What Are Fat Tails?¶

Here we discuss some of the theoretical underpinnings of fat-tail distributions, informed mainly by Nassim Taleb in SCOFT.

Thin vs. Fat¶

Probabliity distributions range from thin-tailed to fat-tailed. Taleb formally defines a fat-tailed distribution as a distribution where the tail events dominate its characteristics and impacts. Others refer to this root class as “heavy” tails, reserving “fat” tails for the most dramatic subset.
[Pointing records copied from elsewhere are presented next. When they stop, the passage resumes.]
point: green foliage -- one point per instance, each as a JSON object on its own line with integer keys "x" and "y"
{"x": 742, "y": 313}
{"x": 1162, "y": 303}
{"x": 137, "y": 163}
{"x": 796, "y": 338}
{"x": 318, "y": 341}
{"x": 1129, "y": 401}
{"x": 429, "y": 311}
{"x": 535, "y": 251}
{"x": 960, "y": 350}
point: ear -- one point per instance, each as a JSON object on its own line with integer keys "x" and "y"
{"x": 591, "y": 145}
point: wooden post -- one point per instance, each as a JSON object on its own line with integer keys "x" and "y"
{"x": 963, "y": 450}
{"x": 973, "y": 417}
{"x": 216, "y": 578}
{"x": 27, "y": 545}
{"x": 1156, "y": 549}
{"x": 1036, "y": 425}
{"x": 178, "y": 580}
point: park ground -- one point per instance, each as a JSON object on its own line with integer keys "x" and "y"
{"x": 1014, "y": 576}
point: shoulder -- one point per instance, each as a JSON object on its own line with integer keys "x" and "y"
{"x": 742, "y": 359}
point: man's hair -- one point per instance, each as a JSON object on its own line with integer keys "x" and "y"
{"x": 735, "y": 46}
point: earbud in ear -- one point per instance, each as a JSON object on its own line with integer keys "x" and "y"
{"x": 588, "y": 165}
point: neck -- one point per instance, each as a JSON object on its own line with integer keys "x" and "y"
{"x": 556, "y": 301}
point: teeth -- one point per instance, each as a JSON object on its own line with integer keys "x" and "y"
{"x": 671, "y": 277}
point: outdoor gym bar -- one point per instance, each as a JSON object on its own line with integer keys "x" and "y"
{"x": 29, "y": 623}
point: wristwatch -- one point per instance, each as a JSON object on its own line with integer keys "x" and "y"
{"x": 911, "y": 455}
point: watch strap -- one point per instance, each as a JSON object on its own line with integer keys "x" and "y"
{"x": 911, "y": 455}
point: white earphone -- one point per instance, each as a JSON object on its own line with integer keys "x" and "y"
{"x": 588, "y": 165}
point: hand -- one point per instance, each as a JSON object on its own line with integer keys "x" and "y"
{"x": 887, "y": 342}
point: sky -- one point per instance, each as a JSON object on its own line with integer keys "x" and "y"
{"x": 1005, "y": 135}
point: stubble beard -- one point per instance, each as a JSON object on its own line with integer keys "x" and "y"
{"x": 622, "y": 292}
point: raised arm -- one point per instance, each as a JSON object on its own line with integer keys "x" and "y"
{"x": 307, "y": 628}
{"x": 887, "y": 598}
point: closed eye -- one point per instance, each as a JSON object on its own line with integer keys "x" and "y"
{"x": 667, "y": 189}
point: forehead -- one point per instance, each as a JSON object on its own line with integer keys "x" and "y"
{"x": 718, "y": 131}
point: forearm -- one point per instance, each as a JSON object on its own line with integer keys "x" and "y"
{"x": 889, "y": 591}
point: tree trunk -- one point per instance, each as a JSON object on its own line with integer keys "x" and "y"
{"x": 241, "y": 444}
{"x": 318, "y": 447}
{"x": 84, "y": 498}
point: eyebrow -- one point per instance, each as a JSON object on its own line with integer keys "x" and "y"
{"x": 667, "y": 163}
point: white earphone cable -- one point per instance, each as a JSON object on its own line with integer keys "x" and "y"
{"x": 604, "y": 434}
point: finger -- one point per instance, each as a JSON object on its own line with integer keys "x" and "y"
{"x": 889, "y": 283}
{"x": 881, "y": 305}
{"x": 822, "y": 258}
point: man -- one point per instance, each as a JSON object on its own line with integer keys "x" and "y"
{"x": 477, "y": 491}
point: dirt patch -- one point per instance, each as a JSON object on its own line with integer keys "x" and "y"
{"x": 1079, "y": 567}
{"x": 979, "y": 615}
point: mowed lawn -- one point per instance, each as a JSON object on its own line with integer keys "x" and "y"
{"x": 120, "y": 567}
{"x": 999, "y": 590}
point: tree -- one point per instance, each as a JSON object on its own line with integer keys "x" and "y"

Taleb suggests “subexponential” distributions as the borderline between thin and fat tails, which are defined in terms of the slope of their survival functions in the tails: + the slope of thin-tailed survivial functions (such as the Guassian) decay exponentially towards $\infty$, usually towards some upper bound evident on a log-log plot. + the slope of heavy-tailed survival functions decay at a rate slower than exponential, at a minimum, with the more dramatic fat tails decaying linearily (or not decaying at all). + Subexponential distributions will have a kurtosis > 3 (kurtosis of Gaussian)

The Borderline Sigmoid¶

Taleb defines the borderline distribution between thin and fat where the ratio of the power over the root is 1 for a two-tailed distribution:

\[\lim\limits_{x\to+\infty}\frac{F(x)^n}{F(nx)} = 1\]

A sample of such a distribution is suggested as:

\[\begin{split}F(x) = \frac{1}{2}(1 - tanh(kx)), k > 0 \\ f(x) = \frac{1}{2}ksech^2(kx)\end{split}\]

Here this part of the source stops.